I sit today and as the many students of the present generation, at times I get annoyed reading his poetry. I get annoyed listening to his philosophies and I get fed up of the same portrait of him sitting and deliberating over the creation of Pakistan. Frustrated I exclaim, whatever! Did he even do anything else than dreaming?

Ironically, that’s how a massive majority of the present day students and youth like me assume Iqbal. Ignorant of the spirit behind his philosophies, impolite towards the reformation his poetry brought about among the dejected muslims of a toppled empire, we complain about our failures and seek answers in the philosophies and systems of the west unknowingly that our answers may be hidden somewhere amid Iqbal’s philosophies too. His beliefs and his poetry is the centre of global approbation and thus I decided to dig deep into his work and extract the vital idea of his writings; the theme of his deliberation and the reasons behind his revolutionary philosophy of “khudi”and “revolution”

Allama Iqbal’s philosophy of revolution has emerged from his dynamic concepts of God, universe, history, individual and society. Rejecting the metaphysics based on the static concepts of God, universe, history, individual and society, he made a re-statement of metaphysics which emphasized dynamism and activism.

He negated greek philosophies and contradicted them with arguments from the Qura’n. He emphasized that muslim philosophy focused on actions rather than ideas. By creating an organic relationship between religion and knowledge, and between thought and intuition and the latter’s highest stage of wahy, he leads on to accept the religious experience as a scientific way of acquiring knowledge, like other social sciences.

It was the graft of this very revolution in Iqbal’s thought which endowed his homeland with the concept of Pakistan and procured the excellent leadership of Quaid-i-Azam.

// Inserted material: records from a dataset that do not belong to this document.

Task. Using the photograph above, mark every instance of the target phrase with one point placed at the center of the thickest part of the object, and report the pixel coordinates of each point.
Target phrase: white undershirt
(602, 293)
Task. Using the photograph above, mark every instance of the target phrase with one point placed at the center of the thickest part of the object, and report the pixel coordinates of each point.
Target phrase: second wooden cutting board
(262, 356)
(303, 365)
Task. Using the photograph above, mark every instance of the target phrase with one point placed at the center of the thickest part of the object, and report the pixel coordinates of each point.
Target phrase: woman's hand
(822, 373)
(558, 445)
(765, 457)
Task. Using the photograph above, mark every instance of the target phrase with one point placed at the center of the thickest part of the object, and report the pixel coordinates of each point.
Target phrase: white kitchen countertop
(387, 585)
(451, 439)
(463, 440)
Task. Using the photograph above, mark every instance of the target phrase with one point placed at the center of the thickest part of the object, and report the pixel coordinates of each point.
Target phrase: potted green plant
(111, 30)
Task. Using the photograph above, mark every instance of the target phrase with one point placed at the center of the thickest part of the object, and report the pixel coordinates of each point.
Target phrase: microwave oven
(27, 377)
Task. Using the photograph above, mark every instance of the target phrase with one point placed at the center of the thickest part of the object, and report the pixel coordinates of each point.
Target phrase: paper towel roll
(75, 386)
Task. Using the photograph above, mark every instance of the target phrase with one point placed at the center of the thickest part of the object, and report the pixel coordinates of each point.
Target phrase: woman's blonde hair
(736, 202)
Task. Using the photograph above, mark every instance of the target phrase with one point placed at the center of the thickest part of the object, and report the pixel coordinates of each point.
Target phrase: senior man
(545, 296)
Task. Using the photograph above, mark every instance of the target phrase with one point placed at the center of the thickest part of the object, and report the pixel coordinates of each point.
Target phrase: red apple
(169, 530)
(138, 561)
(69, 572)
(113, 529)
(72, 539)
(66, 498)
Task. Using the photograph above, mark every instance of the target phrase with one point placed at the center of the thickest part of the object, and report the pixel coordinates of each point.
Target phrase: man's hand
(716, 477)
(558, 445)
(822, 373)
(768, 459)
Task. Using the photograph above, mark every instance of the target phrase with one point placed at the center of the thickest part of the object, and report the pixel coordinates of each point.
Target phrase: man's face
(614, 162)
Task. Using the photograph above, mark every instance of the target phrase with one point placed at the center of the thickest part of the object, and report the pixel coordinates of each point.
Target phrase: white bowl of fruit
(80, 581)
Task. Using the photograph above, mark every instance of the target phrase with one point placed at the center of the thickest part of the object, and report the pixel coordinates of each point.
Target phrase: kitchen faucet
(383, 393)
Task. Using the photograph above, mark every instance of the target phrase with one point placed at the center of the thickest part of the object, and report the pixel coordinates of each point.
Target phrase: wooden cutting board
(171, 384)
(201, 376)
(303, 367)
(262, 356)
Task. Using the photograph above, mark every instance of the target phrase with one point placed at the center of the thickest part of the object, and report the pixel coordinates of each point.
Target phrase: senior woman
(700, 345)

Iqbal’s metaphysics is based on “Absolute Existence” or the dynamic concept of God. Iqbal does not accept Aristotle’s concept of God being “The Unmoved Mover”. Aristotle thought that God can be adjudged as the source of all movement only by being considered “The Unmoved Mover”. According to him if God be considered as dynamic some other center for movement will have to be formulated, Hence, he hypothesized that God is the first cause of the long series of movements and changes, but is stationary Himself.

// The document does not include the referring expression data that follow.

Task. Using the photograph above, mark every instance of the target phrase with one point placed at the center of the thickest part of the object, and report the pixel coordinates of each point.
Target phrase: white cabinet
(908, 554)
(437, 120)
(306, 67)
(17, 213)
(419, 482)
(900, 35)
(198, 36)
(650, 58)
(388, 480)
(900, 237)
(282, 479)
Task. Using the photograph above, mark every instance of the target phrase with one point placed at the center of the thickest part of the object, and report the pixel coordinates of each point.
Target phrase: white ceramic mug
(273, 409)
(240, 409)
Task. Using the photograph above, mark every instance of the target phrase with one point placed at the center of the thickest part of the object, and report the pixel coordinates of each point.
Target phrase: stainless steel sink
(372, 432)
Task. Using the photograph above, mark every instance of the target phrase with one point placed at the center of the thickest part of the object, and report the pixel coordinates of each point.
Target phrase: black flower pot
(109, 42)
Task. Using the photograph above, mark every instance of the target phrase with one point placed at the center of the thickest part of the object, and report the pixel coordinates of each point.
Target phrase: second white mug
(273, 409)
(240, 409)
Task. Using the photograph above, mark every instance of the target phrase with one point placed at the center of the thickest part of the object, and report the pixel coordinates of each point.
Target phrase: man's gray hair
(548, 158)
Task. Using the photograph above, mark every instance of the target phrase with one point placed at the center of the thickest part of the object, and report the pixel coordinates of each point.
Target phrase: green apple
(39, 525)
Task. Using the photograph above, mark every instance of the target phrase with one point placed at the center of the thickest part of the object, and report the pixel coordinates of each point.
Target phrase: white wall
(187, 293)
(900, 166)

Iqbal’s greatest work was all times was “Asrar-e-Khudi” translated by Professor RA Nicholson as “Secrets of Self”. The book focused on a try to understand self.

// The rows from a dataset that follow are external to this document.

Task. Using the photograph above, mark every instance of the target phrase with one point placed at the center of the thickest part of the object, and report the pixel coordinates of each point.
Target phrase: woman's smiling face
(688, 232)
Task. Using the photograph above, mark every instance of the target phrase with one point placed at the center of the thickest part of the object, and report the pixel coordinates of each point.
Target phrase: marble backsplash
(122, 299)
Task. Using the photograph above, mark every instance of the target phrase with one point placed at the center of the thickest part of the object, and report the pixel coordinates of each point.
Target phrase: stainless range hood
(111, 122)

According to Iqbal man is the care-taker of all possibilities of life; The selfin an individual is speculative and also possesses a sharp insight that sees the whole. It sees not merely the observable part of an object but the whole of itthere are signs of God’s existence everywhere in the universe even in man himself. God says to us: “on earth and in yourselves, there are signs for firm believers. Can you not see?” Your real existence is your own self. If you want to understand God you have to understand your self first. To understand and then awaken your self  you have to pass through strenuous stages; and the most difficult task for you is to fight against yourself. Although it looks odd to fight against one’s own self, this fight is actually self control, for which Iqbal says: ‘Self control in individuals builds families; in countries, it builds empires.’

The self is not a ghost in you but it is you in real, it is your very existence, of which you are unaware. Your awareness about yourself is the discovery of selfin you, and for that purpose you have to undergo a long fight against external forces. These external forces determine your actions as long as you are unaware of the power of your self.

Once you are free of the grip of external forces you are the master of your destiny. There are different methods of achieving this including meditations and prayers

The two philosophies of revolution and secret of self paved pathwat for a new school of thought. He was a philosopher and a reformer. He provided a new school of thought to the misguided and dejected Muslims of the subcontinent seeking independence. He managed to provoke thinking in a new dimension. He incited ego, inflated the value of self and enhanced the personal respect of individuals. He was Iqbal, the poet of the east.